A Cardiologist (heart doctor) may focus on “heart disease”- blood pressures, ejection fractions, cholesterol numbers, etc. An Oncologist (cancer doctor) may focus on a patient’s cancer and treatment of cancer – chemotherapy. A Pulmonologist (lung doctor) may focus on “lung disease” – X-rays, pulmonary function testing, inhalers, etc. A Palliative Care provider is different! Palliative Care is a focus on symptom management – not seeing “heart disease” but swelling, shortness of breath, and decreased mobility. Palliative Care providers would not see “lung disease,” but focus on the shortness of breath it causes and how to improve that patient’s quality of life. It is a fine difference, but worth pointing out. A Palliative Care provider would not focus on the cancer, but pain control, stress, anxiety, weight loss, increasing mobility, insomnia, depression, etc. Most hospitalizations are typically caused by “symptoms” – say shortness of breath – not deceased heart function. It is important to state that Palliative Care does not replace any of your physicians, but will add to your care by looking at your illness from a different perspective.
What is Supportive Care?
Larger medical centers have developed much larger programs to help patients and families. In fact Supportive Care could provide a variety of services including social work, case management, art therapy, pet therapy, psychosocial support, spiritual support, emotional support, etc. – just to name a few. This is typically a larger program that includes a Palliative Care team, but will also have a variety of more services. Supportive Care is also a better description of what most Palliative Care teams do within a larger multidisciplinary team. Palliative Care is many times a confusing term, which sometimes turns off families to a team with an intent of a supportive role.
What is Hospice?
Hospice is a time when patients are looking for a goal of comfort and end of life care. It is different than Palliative Care or Supportive Care. It is a time when patients want to “fight for themselves instead of fighting against an illness.” Many time a fight against an illness results in more hospitalizations, time away from family, and time away from their home. This may not always align with a patient’s goals. Typically patients will opt to spend more time with family and out of the hospital, but will need a dedicated team of nurses, physicians, pharmacist, chaplains, etc to help them manage and be comfortable outside the hospital. A patient may want a team of people to come to them instead of having a patient come to the hospital and physician visits.

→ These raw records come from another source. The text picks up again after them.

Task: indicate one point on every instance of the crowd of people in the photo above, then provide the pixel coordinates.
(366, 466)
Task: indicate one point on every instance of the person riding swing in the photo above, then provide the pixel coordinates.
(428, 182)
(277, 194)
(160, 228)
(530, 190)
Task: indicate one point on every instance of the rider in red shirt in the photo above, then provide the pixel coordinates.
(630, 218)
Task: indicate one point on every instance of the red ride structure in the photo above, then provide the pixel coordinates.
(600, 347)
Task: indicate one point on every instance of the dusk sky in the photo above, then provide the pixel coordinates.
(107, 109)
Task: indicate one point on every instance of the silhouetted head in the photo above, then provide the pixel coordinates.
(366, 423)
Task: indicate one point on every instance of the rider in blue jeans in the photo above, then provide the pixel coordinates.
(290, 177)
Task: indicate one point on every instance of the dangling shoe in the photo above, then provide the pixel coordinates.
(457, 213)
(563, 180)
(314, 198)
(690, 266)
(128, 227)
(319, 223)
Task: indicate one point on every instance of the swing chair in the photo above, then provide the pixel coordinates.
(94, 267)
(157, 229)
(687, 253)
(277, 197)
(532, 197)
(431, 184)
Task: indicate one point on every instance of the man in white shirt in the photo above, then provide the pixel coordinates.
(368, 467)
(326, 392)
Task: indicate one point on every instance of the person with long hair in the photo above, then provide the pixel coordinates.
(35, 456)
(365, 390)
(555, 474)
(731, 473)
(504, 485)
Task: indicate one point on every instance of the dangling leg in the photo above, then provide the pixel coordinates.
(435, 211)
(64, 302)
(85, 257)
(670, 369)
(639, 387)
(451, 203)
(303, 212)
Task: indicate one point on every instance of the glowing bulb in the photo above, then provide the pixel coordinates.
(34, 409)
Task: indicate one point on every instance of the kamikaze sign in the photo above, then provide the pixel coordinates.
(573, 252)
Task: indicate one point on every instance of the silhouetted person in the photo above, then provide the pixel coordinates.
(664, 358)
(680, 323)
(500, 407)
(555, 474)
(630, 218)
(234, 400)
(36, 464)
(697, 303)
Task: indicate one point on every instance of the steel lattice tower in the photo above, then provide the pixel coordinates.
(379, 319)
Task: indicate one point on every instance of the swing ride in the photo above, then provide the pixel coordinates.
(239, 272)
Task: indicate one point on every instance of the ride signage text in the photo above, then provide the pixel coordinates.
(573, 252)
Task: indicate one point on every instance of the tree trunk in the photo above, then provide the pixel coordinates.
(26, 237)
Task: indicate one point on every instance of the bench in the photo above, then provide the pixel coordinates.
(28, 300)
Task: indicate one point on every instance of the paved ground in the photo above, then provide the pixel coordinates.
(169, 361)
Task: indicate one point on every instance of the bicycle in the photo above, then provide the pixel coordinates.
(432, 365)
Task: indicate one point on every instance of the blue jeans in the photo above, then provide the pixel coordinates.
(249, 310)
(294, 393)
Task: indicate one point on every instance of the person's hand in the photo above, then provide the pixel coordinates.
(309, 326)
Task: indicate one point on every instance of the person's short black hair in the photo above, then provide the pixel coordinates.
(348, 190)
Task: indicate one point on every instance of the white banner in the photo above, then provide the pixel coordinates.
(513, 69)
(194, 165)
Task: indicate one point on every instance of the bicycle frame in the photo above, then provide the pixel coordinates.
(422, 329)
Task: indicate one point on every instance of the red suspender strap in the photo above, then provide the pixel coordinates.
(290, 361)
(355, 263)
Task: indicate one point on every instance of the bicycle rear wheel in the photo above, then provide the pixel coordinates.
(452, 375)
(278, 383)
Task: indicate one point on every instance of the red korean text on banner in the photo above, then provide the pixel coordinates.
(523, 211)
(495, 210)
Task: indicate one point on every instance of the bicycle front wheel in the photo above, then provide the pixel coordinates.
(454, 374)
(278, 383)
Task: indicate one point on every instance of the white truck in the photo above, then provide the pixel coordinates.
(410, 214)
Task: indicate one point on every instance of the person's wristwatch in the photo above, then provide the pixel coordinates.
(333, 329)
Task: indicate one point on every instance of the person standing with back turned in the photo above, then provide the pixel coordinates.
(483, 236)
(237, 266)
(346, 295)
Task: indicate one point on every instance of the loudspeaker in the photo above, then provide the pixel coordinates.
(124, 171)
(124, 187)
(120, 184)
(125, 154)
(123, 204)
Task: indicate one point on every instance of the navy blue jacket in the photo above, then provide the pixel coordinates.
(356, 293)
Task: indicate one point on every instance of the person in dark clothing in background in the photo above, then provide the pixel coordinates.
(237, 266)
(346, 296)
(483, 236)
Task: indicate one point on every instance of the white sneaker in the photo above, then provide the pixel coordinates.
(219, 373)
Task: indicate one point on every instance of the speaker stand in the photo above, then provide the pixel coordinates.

Overall a Palliative Care team or Supportive Care team is helping you to live your days to the fullest possible. Directly focusing on symptom management and helping you look at the “big picture” of your illness coinciding with your specialists physicians. Not all centers are created equal on what Palliative Care services can be provided, but overall help improve the quality of life of patients. It helps patients have realistic hope for their illness and help personalize their care by completing advanced directives (a patient’s wishes for care) early in their disease process. Palliative Care should empower patients and families to get the best possible care and hopefully stay a step ahead of the medical system and their disease process.